И, хотя ему не хочется смотреть на молоденькую парочку у стены, тем не менее он все время украдкой на них поглядывает, и грусть на их детских лицах, и то, что они молчат, сблизив головы, и держатся за руки, и так беспомощны и растеряны, но все же вместе перед скорой разлукой, вдруг кажется ему величайшим счастьем, какое только может обрести на земле один человек рядом с другим, этого нельзя ни изобразить, ни описать, думает он, это невозможно удержать и запечатлеть, это есть и этого нет, это длится мгновение, час и бесследно уходит, искусство — кривое зеркало…
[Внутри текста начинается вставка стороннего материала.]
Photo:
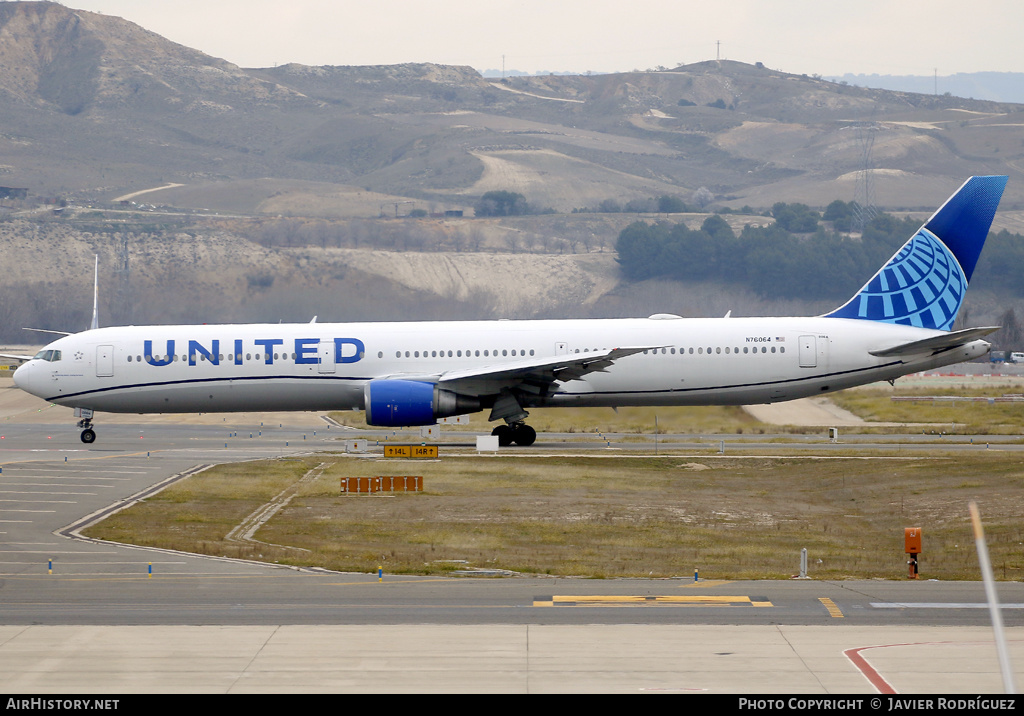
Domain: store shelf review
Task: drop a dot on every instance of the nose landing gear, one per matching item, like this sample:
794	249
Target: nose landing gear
88	434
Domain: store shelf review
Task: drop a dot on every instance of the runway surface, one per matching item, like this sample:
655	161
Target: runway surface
78	616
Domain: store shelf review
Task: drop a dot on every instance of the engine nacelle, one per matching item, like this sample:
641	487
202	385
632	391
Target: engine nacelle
406	403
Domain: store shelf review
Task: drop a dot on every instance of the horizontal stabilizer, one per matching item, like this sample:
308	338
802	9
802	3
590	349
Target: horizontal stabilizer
937	343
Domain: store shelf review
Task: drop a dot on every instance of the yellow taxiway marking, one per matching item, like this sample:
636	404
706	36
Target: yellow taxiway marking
830	605
650	600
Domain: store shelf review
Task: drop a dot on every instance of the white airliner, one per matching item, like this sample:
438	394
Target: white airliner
404	374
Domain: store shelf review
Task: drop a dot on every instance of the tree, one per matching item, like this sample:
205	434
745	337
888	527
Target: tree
501	203
702	197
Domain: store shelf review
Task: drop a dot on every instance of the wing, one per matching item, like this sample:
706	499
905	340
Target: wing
530	375
936	344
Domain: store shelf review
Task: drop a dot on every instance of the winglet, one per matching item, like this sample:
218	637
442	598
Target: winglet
963	222
95	295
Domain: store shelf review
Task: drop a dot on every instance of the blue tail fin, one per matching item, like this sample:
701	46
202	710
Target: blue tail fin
924	284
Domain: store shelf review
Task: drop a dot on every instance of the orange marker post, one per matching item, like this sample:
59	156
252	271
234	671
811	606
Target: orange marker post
911	545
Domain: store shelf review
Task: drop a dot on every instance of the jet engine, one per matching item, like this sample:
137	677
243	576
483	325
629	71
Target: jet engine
404	403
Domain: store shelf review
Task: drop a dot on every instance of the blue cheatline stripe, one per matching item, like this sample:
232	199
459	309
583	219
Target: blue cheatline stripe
197	381
787	381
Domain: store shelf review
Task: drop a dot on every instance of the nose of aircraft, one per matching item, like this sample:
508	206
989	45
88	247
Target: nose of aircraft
23	377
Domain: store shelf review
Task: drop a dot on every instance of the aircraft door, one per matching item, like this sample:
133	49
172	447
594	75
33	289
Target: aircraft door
325	356
104	361
808	351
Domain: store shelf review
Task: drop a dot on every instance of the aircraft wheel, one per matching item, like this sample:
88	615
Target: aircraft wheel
505	435
524	435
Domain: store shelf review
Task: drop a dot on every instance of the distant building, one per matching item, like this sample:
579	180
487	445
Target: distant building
13	193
— Скажи, Антонио, — тихо говорит Франсуаза, — эта женщина?
Тут он пробуждается за столиком со стаканом вина в руке.
— Женщина?
— Твоя первая любовь.
— Полет? С чего это тебе пришло в голову? Вычитала в какой-нибудь книжке?
— Да нет же! Ты мне о ней рассказывал.
— Я, о Полет?
— Рассказывал при господине Ротгольце.
— Ах, вот оно что! Это другая история, Полет тут ни при чем. Полет была позже, а то относится к предыстории.
— Ты ее бросил?
— Это было очень-очень давно. Просто кончились каникулы, я вернулся в Испанию, изменился, возмужал.
Я был еще совершеннейший щенок.
— А потом ты с ней встречался?
— Да.
— Но уже не любил?
— Это был мужчина, Франсуаза.
— Как?
— Обыкновенно: мужчина. Позже, в мои первые парижские годы, он много для меня сделал. Его фамилия фигурирует во всех моих так называемых биографиях. А то лето — это еще предыстория, волшебная сказка, отроческий сон. Дружба? Любовь? И то и другое, и еще нечто большее, как бывает в сказках. Предыстория!
Он медленно цедит вино и, помолчав, говорит вполголоса:
— Я был тогда моложе этого солдатика. Посмотри на них, какие они юные и печальные. Он, вероятно, еще сегодня уезжает ночным поездом. А она из какойнибудь нормандской деревушки проводила его до самого Парижа. Куда он едет? Может быть, в Алжир? Может, это их последний вечер?
— Его уже нет в живых? — спрашивает Франсуаза.
— Кого?
— Твоего друга?
— Джузеппе? Он жив. Тяжело болен, но жив. Он уже очень стар. Тогда он был минимум на шесть лет старше меня, значит, сейчас ему должно быть восемьдесят пять или восемьдесят шесть.
И, подперев голову косматой божественной дланью, прикрывает пальцами глаза, словно желая этим защитным жестом приблизить доисторические времена, я слышу в себе его голос, думает он, но лица его не в состоянии вызвать из тьмы, я вижу его только через Джулио, а самого таким, каким он был в то лето, не вижу, когда я писал «Погребение Адониса», я тоже не помнил его лица, но оно, вероятно, было во мне, хотя я и не знал, что это так, следовательно, если б я начал сейчас писать Джулио, через его лицо, возможно, ко мне бы вернулось и то?